The problem with verizon and others is that they do this kind of stuff shady or once you throttle you're stuck for the rest of the month. Seriously? At 2am I should still be throttled because I happened to post some photos to Facebook while walking through downtown during a peak time?


The original article said you would be throttled until the cell site you are using is no longer under load.

See here (http://www.verizonwireless.com/news/article/2014/07/network-optimization.html) for more info.
Rating: 3 Votes
Posted: 8 weeks ago
Maybe my friends on Verizon will have faster LTE connections now, good for them.
Rating: 2 Votes
Posted: 8 weeks ago
So they write a letter and ask a corporation if they think what they are doing is legal. Is anyone surprised Verizon responds yes?
Rating: 2 Votes
Posted: 8 weeks ago

No.

Every user should get the bandwidth they paid for at the times they choose to use the product. Lowering the speed for anyone rewards the ISP at the expense of the end user.

We are not negotiating terms relative to other consumers. My agreement is with my ISP, not my neighbor.


Where in any cell provider contract are you guaranteed a certain bandwidth? Only from home ISPs do you see guarantees such as enough bandwidth for, say, 20mbps download.
Rating: 2 Votes
Posted: 5 weeks ago

What the contract does say is that the carrier can make changes and notify the users about them and the users can then either accept them (by keeping their service) or not (by ending their service). Ultimately, that's what it comes down to anyway.

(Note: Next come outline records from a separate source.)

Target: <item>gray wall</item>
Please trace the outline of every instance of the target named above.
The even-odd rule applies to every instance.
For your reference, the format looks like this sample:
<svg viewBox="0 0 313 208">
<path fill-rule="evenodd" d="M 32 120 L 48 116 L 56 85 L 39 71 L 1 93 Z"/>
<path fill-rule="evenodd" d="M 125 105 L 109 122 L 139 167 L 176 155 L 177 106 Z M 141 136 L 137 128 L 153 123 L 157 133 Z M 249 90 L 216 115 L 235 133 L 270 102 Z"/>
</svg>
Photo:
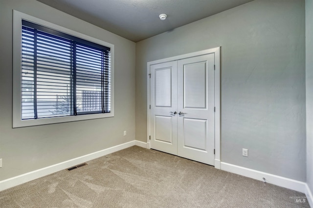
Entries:
<svg viewBox="0 0 313 208">
<path fill-rule="evenodd" d="M 136 139 L 147 62 L 222 46 L 222 161 L 305 181 L 304 35 L 304 0 L 257 0 L 137 43 Z"/>
<path fill-rule="evenodd" d="M 12 9 L 114 45 L 114 117 L 12 129 Z M 0 22 L 0 181 L 135 139 L 135 43 L 35 0 L 1 0 Z"/>
<path fill-rule="evenodd" d="M 306 0 L 305 14 L 307 183 L 313 193 L 313 0 Z"/>
</svg>

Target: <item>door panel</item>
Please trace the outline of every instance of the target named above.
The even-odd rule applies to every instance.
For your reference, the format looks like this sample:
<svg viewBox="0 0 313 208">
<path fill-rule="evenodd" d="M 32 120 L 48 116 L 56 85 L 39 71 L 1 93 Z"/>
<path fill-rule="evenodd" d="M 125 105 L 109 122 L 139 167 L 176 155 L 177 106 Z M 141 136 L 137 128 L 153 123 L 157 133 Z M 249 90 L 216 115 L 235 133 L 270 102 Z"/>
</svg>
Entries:
<svg viewBox="0 0 313 208">
<path fill-rule="evenodd" d="M 206 107 L 206 61 L 184 65 L 184 107 Z"/>
<path fill-rule="evenodd" d="M 178 155 L 214 164 L 214 55 L 178 64 Z"/>
<path fill-rule="evenodd" d="M 172 106 L 172 68 L 155 69 L 155 83 L 156 107 Z"/>
<path fill-rule="evenodd" d="M 206 120 L 182 118 L 184 136 L 184 148 L 205 151 Z"/>
<path fill-rule="evenodd" d="M 173 143 L 172 116 L 156 115 L 156 141 Z"/>
<path fill-rule="evenodd" d="M 177 155 L 177 61 L 150 66 L 151 148 Z"/>
</svg>

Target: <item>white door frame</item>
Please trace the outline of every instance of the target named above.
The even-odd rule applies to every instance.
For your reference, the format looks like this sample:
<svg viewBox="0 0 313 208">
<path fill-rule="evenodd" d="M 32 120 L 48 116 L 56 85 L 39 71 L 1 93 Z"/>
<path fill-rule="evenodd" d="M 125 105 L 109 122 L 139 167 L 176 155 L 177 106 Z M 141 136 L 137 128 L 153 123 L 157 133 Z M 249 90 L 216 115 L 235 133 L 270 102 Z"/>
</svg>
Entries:
<svg viewBox="0 0 313 208">
<path fill-rule="evenodd" d="M 157 63 L 164 63 L 191 57 L 197 57 L 208 54 L 214 54 L 214 64 L 215 67 L 214 75 L 214 103 L 215 107 L 215 137 L 214 144 L 215 155 L 214 167 L 221 169 L 221 47 L 204 50 L 197 52 L 191 53 L 169 58 L 163 58 L 155 61 L 149 61 L 147 64 L 147 148 L 150 149 L 150 65 Z"/>
</svg>

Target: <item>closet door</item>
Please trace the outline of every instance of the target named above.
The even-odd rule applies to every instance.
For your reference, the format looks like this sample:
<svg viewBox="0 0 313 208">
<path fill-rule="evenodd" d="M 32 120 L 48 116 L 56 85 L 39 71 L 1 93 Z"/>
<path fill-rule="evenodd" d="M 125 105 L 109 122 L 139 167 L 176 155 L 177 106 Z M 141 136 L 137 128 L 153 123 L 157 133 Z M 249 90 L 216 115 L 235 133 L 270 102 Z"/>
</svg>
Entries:
<svg viewBox="0 0 313 208">
<path fill-rule="evenodd" d="M 151 148 L 177 155 L 177 61 L 150 65 L 150 73 Z"/>
<path fill-rule="evenodd" d="M 178 61 L 178 155 L 214 164 L 214 54 Z"/>
</svg>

Do you have any evidence to suggest that the carrier actually *has* done the necessary "and notify the users" part? If not, then you've just undermined your own point.
Rating: 1 Votes
Posted: 5 weeks ago

Do you have any evidence to suggest that the carrier actually *has* done the necessary "and notify the users" part? If not, then you've just undermined your own point.

The news release is such an announcement, and and there is an announcement about the change included on (at least affected) customers' bills, which is one of the primary ways of announcing things to users.